¿Podríais contarnos cómo se fundó la entidad y cuál ha sido su recorrido a lo largo de estos años?
La Fundación Eguzkilore nace en 2013, impulsada por Cáritas Diocesana de Bilbao, con una convicción clara: los procesos de incorporación social no se consolidan si no existe una vivienda, un hogar que se sienta como propio.
Nuestro nombre, Eguzkilore, no es casual; hace referencia a la flor del cardo que tradicionalmente protege los hogares de los malos espíritus en Euskal Herria, y ese es precisamente nuestro propósito: garantizar el derecho efectivo a una vivienda digna.
A día de hoy aportamos vivienda social donde el mercado libre cierra sus puertas y gestionamos un parque consolidado en Bizkaia, colaborando estrechamente con administraciones públicas, parroquias y entidades del tercer sector para que nadie se quede sin techo debido a crisis económicas, desempleo o exclusión.

Actualmente ¿cuáles son los proyectos que estáis desarrollando? Conocimiento y aprendizajes.
Nuestra actividad se vertebra en tres ejes fundamentales que buscan dar respuesta a la emergencia habitacional:
Programa de Vivienda: Es el corazón de nuestra fundación.
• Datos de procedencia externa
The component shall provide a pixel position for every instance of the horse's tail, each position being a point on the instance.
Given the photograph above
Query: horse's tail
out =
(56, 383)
En 2025 gestionamos 123 viviendas (tanto en alquiler completo como por habitaciones) en las que han residido 329 personas directamente
Si sumamos las viviendas alquiladas a otras entidades del tercer sector, hemos alcanzado a un total de 530 personas.
Nos encargamos de la elaboración de contratos y facilitación de documentación, adecuación y mantenimiento de las viviendas, mediación vecinal, gestión de suministros, etc., trabajando mano a mano con las entidades sociales y/o las administraciones que realizan el acompañamiento social.
- Hogares de Menores y Emancipación: Desde 2016 gestionamos, dentro de la red de protección de la Diputación Foral de Bizkaia, tres hogares de menores y un piso de emancipación, acompañando a jóvenes en su camino hacia la vida adulta.
- Acogida a Personas Refugiadas: Como respuesta a la crisis humanitaria de Ucrania y otras emergencias internacionales, gestionamos la Residencia Eguzkilore en el seminario de Derio.
En 2025, este recurso ha sido un hogar temporal para 233 personas de diversas nacionalidades (como Mali, Venezuela o Colombia), ofreciendo un espacio de protección y dignidad.

Mirando al futuro, ¿cuáles son los principales retos que identificáis en el corto-medio plazo (5 años)?
Nuestro principal reto es la sostenibilidad económica y la consolidación del modelo de «Housing Association» en Euskadi
Queremos que el Tercer Sector gane protagonismo como gestor de vivienda asequible, ofreciendo soluciones más flexibles y rápidas que las políticas generales de vivienda, que a menudo no llegan a los colectivos más vulnerables
Además, nos enfrentamos al desafío de un mercado inmobiliario cada vez más hostil. Por ello, buscamos ampliar la red de cedentes de vivienda y fortalecer nuestra colaboración con las administraciones locales
El objetivo es que la vivienda deje de ser una barrera y pase a ser un derecho efectivo, participando activamente en marcos como el Pacto Social por la Vivienda 2022-2036
¿Qué os aporta formar parte de Gizardatz?
Para Eguzkilore, el trabajo en red es un principio irrenunciable.
Formar parte de Gizardatz nos aporta la coherencia y el rigor necesarios para fortalecer el Tercer Sector Social de Bizkaia y nos ofrece un espacio de aprendizajes compartidos.
Ir de la mano con otras entidades nos permite tener una presencia más firme y reivindicativa ante las administraciones públicas
Creemos que la unión nos sitúa en una mejor posición para competir con actores lucrativos y para incidir en el diseño de políticas públicas que pongan la vivienda en el centro de la justicia social.